Iniciando a aula, o Desembargador, que é Diretor-Geral da Universidade Corporativa (Unicorp) e atual Presidente da Comissão Permanente de Segurança do Judiciário baiano, teceu considerações sobre responsabilidade civil e administrativa, no que tange ao magistrado, apresentando dispositivos do Código de Processo Civil, da Lei Orgânica da Magistratura Nacional (LOMAN) e do Código de Ética da Magistratura.

Aprofundando a temática, abordou a imunidade do magistrado no exercício da função jurisdicional, destacando não ser uma prerrogativa absoluta. “Os recursos existem porque os juízes erram, os tribunais erram”, afirmou, enfatizando que todos estão sujeitos a incorrer em erro, porque não são santos nem sábios, devendo ser verificado, entretanto, se, no caso concreto, houve dolo ou fraude, para efeito de responsabilidade civil, criminal e administrativa. Nessa senda, citou exemplos de situações possíveis e falou sobre o entendimento dos tribunais superiores, bem como da doutrina, a respeito da matéria.

Ao encerrar sua palestra, o Desembargador Nilson Castelo Branco, que já foi professor de Ética e Deontologia Jurídica, fez questão de ressaltar a importância de o magistrado conhecer profundamente os atos normativos. “Rogo a todos os senhores que leiam o Código de Ética da Magistratura, a Loman, a Resolução135/2011 do CNJ, os dispositivos do CPC, que tratam da responsabilidade civil dos magistrados, e as normas constitucionais sobre o tema”, disse o Desembargador.

Enriquecendo o debate, o Advogado João Daniel Jacobina, que atua na AMAB há mais de 12 anos, tratou do processo disciplinar contra o magistrado na visão do advogado de defesa. Jacobina participou do encontro a convite do Desembargador Nilson Castelo Branco, que também já foi advogado da Associação.

Em sua explanação, Jacobina discorreu sobre o curso do processo disciplinar em si, abordando pontos que suscitam discussões e ponderando sobre quais condutas considera mais adequadas. Ainda sobre a questão, fez críticas pertinentes e, em contrapartida, reconheceu os pontos positivos evidenciados no que diz respeito aos ritos do processo administrativo disciplinar no âmbito do Judiciário baiano.

O Advogado trouxe, ainda, exemplos de casos concretos, com vistas a mostrar como situações do âmbito pessoal podem afetar o exercício da magistratura.

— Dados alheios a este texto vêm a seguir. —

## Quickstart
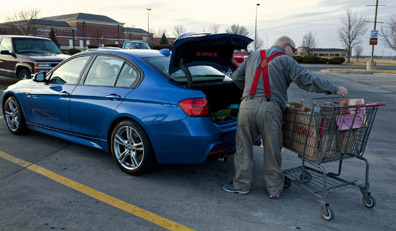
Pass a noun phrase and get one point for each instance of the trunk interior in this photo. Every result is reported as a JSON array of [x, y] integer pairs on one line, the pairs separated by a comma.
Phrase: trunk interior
[[223, 99]]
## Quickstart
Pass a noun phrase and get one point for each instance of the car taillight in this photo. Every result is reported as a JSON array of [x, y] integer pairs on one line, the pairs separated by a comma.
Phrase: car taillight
[[197, 107]]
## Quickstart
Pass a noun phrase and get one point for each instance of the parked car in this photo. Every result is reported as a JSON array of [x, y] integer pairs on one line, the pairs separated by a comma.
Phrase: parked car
[[20, 56], [144, 106], [135, 45]]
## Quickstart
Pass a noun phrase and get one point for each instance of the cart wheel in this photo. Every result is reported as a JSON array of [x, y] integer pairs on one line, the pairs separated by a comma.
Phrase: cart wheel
[[286, 183], [305, 177], [327, 213], [369, 201]]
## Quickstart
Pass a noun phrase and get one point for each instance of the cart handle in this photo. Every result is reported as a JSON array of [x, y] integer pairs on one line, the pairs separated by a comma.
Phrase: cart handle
[[369, 104]]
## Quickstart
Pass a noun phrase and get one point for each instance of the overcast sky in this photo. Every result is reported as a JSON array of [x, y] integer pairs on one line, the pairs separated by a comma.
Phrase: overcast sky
[[294, 18]]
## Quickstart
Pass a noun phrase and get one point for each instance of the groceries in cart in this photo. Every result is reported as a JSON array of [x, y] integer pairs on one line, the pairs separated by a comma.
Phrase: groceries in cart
[[331, 129]]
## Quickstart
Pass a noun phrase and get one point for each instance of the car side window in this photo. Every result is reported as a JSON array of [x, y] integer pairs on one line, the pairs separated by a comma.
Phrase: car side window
[[6, 44], [104, 71], [127, 77], [69, 72]]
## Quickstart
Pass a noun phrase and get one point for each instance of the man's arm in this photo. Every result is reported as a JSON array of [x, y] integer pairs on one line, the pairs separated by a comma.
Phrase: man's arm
[[312, 83], [239, 75]]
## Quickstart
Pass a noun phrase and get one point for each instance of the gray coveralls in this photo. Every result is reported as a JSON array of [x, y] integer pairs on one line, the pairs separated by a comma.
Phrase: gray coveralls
[[259, 116]]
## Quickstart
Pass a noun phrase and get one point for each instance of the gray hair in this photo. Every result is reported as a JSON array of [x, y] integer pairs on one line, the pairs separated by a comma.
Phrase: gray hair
[[283, 40]]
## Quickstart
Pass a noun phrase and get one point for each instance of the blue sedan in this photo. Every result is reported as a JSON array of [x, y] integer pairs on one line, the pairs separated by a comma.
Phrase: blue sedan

O profissional alertou sobre a importância da postura a ser adotada pelo magistrado, uma vez que, conforme sinalizou, “os atos da vida privada podem repercutir na sua autoridade”.

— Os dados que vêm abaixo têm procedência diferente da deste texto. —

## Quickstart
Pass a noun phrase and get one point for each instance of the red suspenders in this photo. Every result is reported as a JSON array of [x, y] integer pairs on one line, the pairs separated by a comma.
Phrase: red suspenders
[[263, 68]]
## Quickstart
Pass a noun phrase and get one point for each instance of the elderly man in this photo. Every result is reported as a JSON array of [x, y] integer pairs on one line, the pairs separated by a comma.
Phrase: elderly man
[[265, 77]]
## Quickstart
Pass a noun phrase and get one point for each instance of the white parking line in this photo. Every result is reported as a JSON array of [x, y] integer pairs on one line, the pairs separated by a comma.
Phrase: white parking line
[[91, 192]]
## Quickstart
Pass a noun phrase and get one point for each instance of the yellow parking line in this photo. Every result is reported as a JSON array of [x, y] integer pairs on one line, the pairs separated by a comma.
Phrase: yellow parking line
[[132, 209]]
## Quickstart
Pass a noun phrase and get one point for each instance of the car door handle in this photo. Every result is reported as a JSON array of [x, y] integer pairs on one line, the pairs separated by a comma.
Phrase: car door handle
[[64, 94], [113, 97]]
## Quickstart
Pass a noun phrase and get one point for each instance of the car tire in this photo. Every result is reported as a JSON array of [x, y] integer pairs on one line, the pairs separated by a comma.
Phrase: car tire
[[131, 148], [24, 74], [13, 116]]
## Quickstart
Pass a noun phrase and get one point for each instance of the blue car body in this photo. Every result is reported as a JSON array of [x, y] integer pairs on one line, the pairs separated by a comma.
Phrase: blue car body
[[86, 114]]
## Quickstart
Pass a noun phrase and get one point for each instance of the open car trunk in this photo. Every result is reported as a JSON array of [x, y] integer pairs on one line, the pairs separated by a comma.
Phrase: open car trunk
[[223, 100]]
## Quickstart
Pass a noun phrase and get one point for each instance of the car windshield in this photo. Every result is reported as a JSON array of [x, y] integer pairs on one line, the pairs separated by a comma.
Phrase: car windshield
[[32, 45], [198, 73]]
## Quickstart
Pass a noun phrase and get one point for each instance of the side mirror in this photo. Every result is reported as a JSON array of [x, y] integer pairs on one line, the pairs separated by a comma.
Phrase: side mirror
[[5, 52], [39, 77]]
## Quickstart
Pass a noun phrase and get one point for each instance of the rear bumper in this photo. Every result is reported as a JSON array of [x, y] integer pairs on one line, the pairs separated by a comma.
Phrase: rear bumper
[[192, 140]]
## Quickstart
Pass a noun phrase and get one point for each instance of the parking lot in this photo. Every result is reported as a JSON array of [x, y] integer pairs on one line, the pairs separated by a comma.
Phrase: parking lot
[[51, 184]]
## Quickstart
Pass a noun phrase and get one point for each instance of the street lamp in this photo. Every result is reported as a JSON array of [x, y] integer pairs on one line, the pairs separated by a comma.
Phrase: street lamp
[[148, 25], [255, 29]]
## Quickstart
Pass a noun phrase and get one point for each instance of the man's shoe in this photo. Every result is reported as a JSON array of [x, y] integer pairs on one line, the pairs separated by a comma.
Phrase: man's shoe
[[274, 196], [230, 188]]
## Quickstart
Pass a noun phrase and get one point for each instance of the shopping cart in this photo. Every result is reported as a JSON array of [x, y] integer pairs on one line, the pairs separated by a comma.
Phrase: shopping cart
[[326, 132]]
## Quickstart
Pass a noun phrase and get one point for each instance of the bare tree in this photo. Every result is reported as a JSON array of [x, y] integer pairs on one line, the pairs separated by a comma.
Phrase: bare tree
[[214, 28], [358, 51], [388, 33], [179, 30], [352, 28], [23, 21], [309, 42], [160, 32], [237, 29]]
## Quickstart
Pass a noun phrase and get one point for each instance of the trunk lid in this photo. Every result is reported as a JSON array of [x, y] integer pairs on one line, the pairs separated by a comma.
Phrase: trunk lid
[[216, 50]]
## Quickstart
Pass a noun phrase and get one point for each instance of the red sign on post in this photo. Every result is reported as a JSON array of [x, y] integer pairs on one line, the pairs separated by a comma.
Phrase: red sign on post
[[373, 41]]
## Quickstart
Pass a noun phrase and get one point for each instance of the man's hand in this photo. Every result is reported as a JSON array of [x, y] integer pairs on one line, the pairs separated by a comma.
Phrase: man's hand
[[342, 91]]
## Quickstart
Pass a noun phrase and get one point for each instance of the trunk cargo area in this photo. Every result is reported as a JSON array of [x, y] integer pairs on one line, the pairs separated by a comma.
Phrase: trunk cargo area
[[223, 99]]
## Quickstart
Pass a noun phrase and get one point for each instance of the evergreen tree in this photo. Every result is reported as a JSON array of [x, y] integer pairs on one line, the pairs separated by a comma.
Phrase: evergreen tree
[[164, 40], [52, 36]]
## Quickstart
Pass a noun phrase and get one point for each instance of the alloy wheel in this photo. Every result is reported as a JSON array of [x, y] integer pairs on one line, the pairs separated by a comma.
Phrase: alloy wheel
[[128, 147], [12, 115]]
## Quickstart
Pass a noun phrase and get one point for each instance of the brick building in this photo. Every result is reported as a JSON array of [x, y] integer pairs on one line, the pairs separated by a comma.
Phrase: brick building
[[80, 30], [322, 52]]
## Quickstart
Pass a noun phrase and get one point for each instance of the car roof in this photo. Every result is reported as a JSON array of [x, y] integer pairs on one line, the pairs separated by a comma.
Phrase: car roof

Ao longo da sua exposição, Jacobina afirmou que “a magistratura é muito exposta e é muito vulnerável” e que “vem sofrendo muito com a onda de denuncismo”. Considerando tal fato, o advogado mencionou sobre a tentativa de se estabelecer a autocomposição no âmbito disciplinar, reforçando que existem situações que podem ser resolvidas com a conciliação.

Na oportunidade, o Advogado da AMAB registrou sua admiração pelo Desembargador Nilson Castelo Branco e parabenizou a Unicorp pela iniciativa e suporte que tem sido dado aos magistrados.

Tanto a abertura quanto o encerramento da aula foram realizados pela Juíza Rita Ramos, Coordenadora-Geral da Unicorp. A magistrada finalizou o encontro agradecendo ao Advogado por apresentar tema tão sensível de maneira leve e transparente.

O CURSO – Plural, transversal e democrático, seguindo a linha de orientação do Desembargador Presidente Lourival Almeida Trindade. Assim é o Curso de Formação Inicial – módulo local estruturado pela Unicorp, sob a Direção-Geral do Desembargador Nilson Castelo Branco. Em sua segunda edição, a Formação continua nos mesmos moldes da anterior, conforme a Portaria de Credenciamento nº 5/2021, da Escola Nacional de Formação e Aperfeiçoamento de Magistrados (Enfam). 

Ao todo, serão 538 horas/aula, as quais incluem o Módulo I Nacional, de 40 horas/aula, que é realizado pela própria Enfam em seu ambiente virtual de aprendizagem. As outras 498 horas/aula dividem-se em dois módulos, o Módulo Local, que se subdivide em teórico e prático, e o Módulo Eleitoral, que tem 24 horas/aula sobre Direito Eleitoral e será conduzido pela Escola Judiciária Eleitoral da Bahia (EJE), uma novidade em relação à primeira edição do Curso.

O Curso de Formação Inicial é coordenado pelo Vice-Diretor da Unicorp, Desembargador José Aras Neto, e tem como Coordenadora Pedagógica a Juíza Rita Ramos, que é Coordenadora-Geral da Universidade.